When all avenues were exhauseted, Michelin advised it's drivers not to race due to safety concerns. Subsequently, 14 of the 20 drivers in the race boycotted - starting the race and then quickly pulling off the track - leaving only 6 racers. The 100,000+ fans in the stands were horrified! Thank G-d there wasn't a riot.
Now, we have all found ourselves in positions before where things have gone horribly wrong (maybe not this bad - but none of us are perfect). Anybody out there from Snapple? Got a huge 20ft popsicle? Middle of summer in Manhattan? Oops. "cleanup on aisle 7th avenue".
This is the critical moment, though. What's happened has happened. What matters most is WHAT YOU DO NEXT. And this Formula One incident has examples of both the right and wrong way to respond.
The response of the folks at Formula One left much to be desired. They basically hung their heads low, sighed, and threw in the towel. In essence, their comment was that they were sorry it happened and are resigned to the fact that Americans will now forever hate the sport. They then packed up their Ferraris, champagne and cheese and headed back to Europe.
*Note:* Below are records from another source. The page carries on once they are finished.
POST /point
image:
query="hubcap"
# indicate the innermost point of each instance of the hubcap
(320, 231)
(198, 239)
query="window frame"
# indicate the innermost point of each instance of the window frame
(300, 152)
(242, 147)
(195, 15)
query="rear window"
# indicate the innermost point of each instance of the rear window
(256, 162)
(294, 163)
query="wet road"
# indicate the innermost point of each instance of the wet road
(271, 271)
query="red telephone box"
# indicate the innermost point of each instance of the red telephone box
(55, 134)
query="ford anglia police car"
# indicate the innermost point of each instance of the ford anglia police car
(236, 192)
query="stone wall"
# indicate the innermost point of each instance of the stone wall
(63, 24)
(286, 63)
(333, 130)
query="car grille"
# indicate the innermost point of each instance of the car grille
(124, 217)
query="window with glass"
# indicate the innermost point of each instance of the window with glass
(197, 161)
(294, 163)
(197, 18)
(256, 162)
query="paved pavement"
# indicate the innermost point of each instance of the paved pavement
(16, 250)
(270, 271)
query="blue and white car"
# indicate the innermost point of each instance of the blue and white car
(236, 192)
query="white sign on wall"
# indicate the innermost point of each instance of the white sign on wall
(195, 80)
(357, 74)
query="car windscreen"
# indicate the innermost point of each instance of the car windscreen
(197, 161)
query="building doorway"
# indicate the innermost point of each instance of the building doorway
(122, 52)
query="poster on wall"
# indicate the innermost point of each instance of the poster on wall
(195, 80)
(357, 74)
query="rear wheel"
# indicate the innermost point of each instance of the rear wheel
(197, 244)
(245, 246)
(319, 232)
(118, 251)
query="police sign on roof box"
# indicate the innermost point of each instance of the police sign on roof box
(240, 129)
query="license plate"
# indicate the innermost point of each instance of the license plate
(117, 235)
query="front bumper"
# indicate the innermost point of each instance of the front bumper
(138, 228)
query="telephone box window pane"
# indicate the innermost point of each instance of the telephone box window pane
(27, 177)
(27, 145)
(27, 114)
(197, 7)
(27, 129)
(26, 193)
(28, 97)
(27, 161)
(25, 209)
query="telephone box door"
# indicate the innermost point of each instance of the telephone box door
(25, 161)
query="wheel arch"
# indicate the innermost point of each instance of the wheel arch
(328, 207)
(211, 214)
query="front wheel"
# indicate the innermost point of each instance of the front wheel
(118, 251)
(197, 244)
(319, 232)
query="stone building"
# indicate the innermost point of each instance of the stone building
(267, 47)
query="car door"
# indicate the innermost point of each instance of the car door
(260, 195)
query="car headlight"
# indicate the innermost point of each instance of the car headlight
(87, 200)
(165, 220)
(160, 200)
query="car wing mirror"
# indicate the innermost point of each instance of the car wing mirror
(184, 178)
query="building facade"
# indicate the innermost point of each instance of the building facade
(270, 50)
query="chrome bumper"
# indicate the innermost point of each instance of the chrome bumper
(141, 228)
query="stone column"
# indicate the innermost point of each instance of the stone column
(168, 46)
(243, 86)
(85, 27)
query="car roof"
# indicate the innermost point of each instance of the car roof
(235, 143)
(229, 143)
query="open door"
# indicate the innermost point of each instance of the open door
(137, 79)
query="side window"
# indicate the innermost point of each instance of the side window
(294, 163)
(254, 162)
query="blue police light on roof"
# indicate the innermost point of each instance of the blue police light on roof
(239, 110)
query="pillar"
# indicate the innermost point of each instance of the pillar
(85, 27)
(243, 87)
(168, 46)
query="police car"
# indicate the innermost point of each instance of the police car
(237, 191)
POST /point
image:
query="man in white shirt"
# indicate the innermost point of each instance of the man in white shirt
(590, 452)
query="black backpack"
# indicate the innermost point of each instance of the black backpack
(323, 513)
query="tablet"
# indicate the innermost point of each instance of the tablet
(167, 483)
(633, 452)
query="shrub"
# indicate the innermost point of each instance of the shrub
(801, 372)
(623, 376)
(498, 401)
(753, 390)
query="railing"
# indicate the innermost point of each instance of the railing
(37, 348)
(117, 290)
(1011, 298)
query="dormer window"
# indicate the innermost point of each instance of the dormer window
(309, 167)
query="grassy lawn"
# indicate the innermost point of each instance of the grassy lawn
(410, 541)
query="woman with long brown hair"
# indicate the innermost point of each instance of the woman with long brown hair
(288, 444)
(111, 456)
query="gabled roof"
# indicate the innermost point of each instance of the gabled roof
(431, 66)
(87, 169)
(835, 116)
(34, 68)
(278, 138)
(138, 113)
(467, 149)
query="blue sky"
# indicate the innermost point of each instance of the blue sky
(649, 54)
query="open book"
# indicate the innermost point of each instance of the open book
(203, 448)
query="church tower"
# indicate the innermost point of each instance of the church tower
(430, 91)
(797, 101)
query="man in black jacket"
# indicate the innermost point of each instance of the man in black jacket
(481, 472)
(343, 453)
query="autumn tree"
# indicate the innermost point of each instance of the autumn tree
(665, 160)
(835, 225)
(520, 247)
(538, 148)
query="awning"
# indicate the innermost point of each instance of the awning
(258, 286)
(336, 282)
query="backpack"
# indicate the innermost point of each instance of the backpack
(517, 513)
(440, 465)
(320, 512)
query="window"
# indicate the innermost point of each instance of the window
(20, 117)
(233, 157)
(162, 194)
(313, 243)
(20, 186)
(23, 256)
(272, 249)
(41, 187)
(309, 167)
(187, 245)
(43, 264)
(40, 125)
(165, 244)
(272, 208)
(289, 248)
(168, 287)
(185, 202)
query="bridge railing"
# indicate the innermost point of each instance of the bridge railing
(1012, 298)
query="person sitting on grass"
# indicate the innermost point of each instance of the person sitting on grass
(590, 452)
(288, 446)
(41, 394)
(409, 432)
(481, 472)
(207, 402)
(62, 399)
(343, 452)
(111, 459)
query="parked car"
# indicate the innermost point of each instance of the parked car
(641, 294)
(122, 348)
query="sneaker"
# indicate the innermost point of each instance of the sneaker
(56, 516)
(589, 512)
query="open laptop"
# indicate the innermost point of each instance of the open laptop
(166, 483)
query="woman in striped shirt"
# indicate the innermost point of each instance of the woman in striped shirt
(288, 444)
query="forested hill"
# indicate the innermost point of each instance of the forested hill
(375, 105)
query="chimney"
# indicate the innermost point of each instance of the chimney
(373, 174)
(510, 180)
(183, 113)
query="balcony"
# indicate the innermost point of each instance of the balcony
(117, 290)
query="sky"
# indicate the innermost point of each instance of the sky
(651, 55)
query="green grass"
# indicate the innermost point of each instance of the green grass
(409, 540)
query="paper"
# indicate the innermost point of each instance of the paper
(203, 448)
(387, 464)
Michelin, on the other hand, has turned this disaster into a win. As reported on adage.com (Michelin Responds To PR Disaster), Michelin has offered refunds to every one of the 100,000+ ticket holders who were forced to watch this debacle unfold. At an average price of $100/ticket, that's over $12 million liability to Michelin. I'd like to shake the hand of the Michelin exec who had the nerves to suggest that. It couldn't have been an easy sell.
But now Michelin comes out of this as clean as one could hope for. As the only one willing to step up and address the concerns of the consumer, Michelin gets to shape the story however they want. The consumer will forget that this whole thing started because Michelin tires were failing where others were not. There would have been no concern over safety if the Michelin tires could handle the stress. Instead, the consumer will remember Michelin as the only one who was willing to stick themselves on the line in the name of safety. And not only were they willing to talk the safety talk and walk the safety walk (now I have that song "Safety Dance" going through my head), they were also willing to back it up with their wallets.
The net-net for the consumer: "Michelin would never let me put my family on unsafe tires, and they are not all about the almighty dollar" and "Boo to the European sport of Formula One Racing. Us Americans will stick to good old American NASCAR and American tires like Michelin" (even though Michelin is a French company).
Moral of the story: Sometimes a really big screw-up is really just an opportunity for a really big win.